I’m sure Thomas saw the moral difference between discrimination to oppress blacks and discrimination to ameliorate historical wrongs, but I don’t think he cared. For him, attacking his opponents was more important than giving a fair and truthful account of their views.
posted by zombieflanders at 9:01 AM on November 12, 2013 [1 favorite]


‘We are still a racist state’
Jason Zengerle takes a deep dive into Senate Minority Leader Mitch McConnell’s (R-Ky.) re-election bid this week in a long, fascinating piece. It’s tough to summarize a 6,000-word article, but I would like to highlight one portion that stood out for me.
“No one likes McConnell. No Republicans even like McConnell,” says one Kentucky GOP strategist. “But McConnell makes you dislike the other person so much, you’re like, ‘Holy crap, there’s no way I can vote for that person!’”
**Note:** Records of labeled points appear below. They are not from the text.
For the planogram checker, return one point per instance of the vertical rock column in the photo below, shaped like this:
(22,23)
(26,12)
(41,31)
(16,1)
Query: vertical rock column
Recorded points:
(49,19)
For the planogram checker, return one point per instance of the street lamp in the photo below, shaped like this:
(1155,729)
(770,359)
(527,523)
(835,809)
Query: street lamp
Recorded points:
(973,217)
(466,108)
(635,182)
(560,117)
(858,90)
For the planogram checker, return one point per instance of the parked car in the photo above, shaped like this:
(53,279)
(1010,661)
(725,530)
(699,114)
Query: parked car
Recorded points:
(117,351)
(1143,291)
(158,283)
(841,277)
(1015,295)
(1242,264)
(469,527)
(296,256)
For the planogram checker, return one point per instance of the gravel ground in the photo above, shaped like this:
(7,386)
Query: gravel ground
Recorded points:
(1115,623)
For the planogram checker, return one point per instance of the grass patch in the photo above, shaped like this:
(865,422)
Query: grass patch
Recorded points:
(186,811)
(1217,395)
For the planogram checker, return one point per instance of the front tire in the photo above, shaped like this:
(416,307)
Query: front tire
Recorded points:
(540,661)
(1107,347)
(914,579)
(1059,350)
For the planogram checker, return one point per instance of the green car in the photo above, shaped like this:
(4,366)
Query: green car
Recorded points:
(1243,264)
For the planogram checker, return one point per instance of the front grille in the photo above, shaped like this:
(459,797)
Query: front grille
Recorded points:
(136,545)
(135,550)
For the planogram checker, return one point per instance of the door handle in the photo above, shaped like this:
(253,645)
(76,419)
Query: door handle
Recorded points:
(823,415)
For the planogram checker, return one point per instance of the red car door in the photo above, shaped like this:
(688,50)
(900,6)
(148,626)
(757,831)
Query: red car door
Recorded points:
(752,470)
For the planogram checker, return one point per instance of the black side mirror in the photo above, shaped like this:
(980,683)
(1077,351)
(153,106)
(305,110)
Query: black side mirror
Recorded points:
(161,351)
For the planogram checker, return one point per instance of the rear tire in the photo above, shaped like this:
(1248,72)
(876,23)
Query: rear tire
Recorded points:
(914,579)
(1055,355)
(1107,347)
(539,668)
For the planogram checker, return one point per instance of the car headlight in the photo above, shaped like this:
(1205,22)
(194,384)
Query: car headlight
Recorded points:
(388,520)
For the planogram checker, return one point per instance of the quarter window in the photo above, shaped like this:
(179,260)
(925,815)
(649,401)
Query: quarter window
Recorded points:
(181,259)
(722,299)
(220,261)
The most likely way McConnell will try to bring [challenger Alison Lundergan Grimes] down is by associating her with Obama, and already he has attacked her on Obamacare and the president’s “war on coal.” Linking a Kentucky Democrat to national Democrats is always a smart play in Kentucky, but linking one to Obama – who lost the state by nearly 23 points to GOP nominee Mitt Romney in 2012 – is particularly potent.

“We are still a racist state, I hate to admit it,” says the Kentucky GOP strategist.
It’s rare that we see this kind of candor from political professionals. It makes the remarks that much more powerful.

A prominent Kentucky Democrat added, “The only way they can beat [Grimes] is to paint her skin a different color than it is and make her gender a different gender than it is. They’re going to have to make her Barack Obama. If we’re talking about Mitch McConnell, he doesn’t win.”